- Penn Center for Women's Behavioral Wellness (PCWBW)
- Lifespan Approach
Our mission is to promote women's wellness through education, clinical care, and research that broadens our knowledge of how periods of hormonal fluctuation contribute to cognitive and emotional changes across the female lifespan. Click the links below to learn more about the progression of the female reproductive lifespan and how women can tend to their behavioral wellness at these stages.
Menarche is the term for a girl's first menstrual period. The female menstrual cycle is typically 28 days in length but can vary from 21 to 34 days in length and still be considered "normal." Typical menstruation itself lasts a couple of days to a week. Clinicians are often interested in the age of onset of menarche because, in a minority of cases, menarche may occur unusually early or late. The average age of onset of menarche is 12 years but can range from 8 to 16 years of age. Researchers are particularly interested in menarche because the prevalence of depression and anxiety in females increases at this time. In addition, a subgroup of women will experience clinically meaningful mood changes in the week or two prior to onset of menstrual flow.
When asked, the vast majority of women will report that they experience "premenstrual syndrome" (PMS). However, what most women mean is that they have some type of relatively mild physical or emotional symptom for several days around the time they get their period.

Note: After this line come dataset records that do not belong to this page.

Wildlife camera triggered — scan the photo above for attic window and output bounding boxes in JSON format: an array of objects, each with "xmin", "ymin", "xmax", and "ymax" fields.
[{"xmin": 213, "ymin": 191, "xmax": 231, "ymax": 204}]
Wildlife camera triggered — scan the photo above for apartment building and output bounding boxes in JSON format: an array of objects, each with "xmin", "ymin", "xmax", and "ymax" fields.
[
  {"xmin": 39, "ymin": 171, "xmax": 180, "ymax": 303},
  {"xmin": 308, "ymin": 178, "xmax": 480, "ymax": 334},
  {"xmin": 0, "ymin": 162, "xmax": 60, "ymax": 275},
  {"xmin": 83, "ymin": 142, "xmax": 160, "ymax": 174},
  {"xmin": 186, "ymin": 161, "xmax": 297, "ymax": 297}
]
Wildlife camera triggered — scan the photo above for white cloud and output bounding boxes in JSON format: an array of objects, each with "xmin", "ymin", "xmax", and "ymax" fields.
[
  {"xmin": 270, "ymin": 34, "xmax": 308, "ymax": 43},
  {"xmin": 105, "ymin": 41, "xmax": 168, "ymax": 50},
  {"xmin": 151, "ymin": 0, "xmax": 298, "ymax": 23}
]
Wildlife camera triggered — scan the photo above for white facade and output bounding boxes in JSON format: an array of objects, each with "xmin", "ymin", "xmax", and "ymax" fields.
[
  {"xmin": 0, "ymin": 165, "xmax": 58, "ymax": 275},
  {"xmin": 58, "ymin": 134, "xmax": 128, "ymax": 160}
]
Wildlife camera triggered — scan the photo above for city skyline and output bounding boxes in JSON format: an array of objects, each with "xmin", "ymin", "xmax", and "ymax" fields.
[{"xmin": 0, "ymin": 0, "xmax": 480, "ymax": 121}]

Psychological symptoms typically include:
- Mood swings
- Increased sensitivity
Physical symptoms typically include:
- Breast tenderness
- Weight gain
- Appetite changes/cravings
- Body aches and pains
Clinicians and researchers debate whether having a symptom or symptoms that does/do not interfere with any aspect of daily life should be referred to as a "syndrome," particularly if these symptoms occur in the majority of women. The American College of Obstetrics and Gynecology, the specialty's national professional organization, developed the following criteria or guidelines for gynecologists, mid-wives and other women's health care providers to use when making the diagnosis of PMS. They are as follows:
A symptom or symptoms must be:
- Present in the 5 days before the period, at least 3 menstrual cycles in a row
- End within 4 days after the period starts
- Interfere with some normal activities
If you think you may have PMS, the best step to take is to keep a written record of your symptoms for 2-3 months. Take this information to your doctor. Having a written diary of your symptoms will help your doctor decide whether you have PMS or some other condition. It is important to note whether you feel that your symptoms cause you distress or interfere in any aspect of your daily life, whether it be productivity at work, home or in your relationships with others.
Approximately 5% of women experience premenstrual dysphoric disorder (PMDD), a condition that is more severe than premenstrual syndrome (PMS). Women who experience PMDD often experience emotional symptoms that are more severe than routine PMS. These emotional symptoms take place each month prior to the onset of menstruation. Some women may have symptoms that last 7-14 days, while others may find that their symptoms only interfere with daily activities for several days prior to menses. After several days of menstrual flow, women with PMDD feel as if they are back to their normal selves.
Women with PMDD may experience the following symptoms:
- Depression or hopelessness
- Decreased interest or pleasure in usual activities
- Tearfulness or sadness
- Increased sensitivity
- Feeling overwhelmed
- Loss of energy
- Trouble sleeping or sleeping too much
In addition, women with PMDD make experience the following physical symptoms:
- Breast tenderness
- Weight gain
- Appetite changes/cravings
- Body aches and pains
In order to meet criteria for PMDD, a woman has to:
- Experience significant symptoms of either low mood or decreased interest or pleasure
- Have a total of 5 symptoms, either psychological or physical
- Have symptoms present during the week prior to menses during most menstrual cycles in the previous year
- Have the symptoms stop before her period is over and not have the symptoms again until the 1 to 2 weeks before her next period
- Have symptoms that cause at least a moderate level of distress or interference in some aspect of daily life
What can I do?
Women who experience more mild symptoms each month may benefit from simple changes in their lifestyle. Exercise may reduce stress and help to improve both mood and physical symptoms. In addition, healthy eating habits, along with vitamin supplements, may also help alleviate some symptoms of PMS.
When should I contact my doctor?
You should contact your doctor whenever you have a concern about your health and well-being as they are likely to be the best person to advise you regarding diagnosis and treatment options for PMS or PMDD. While many women with mild to moderate symptoms of PMS may be helped by life-style changes, others with more severe symptoms or those who suffer from PMDD are likely to require medical and/or behavioral treatment in order to experience significant clinical improvement.
Some women benefit from the use of oral contraceptive pills.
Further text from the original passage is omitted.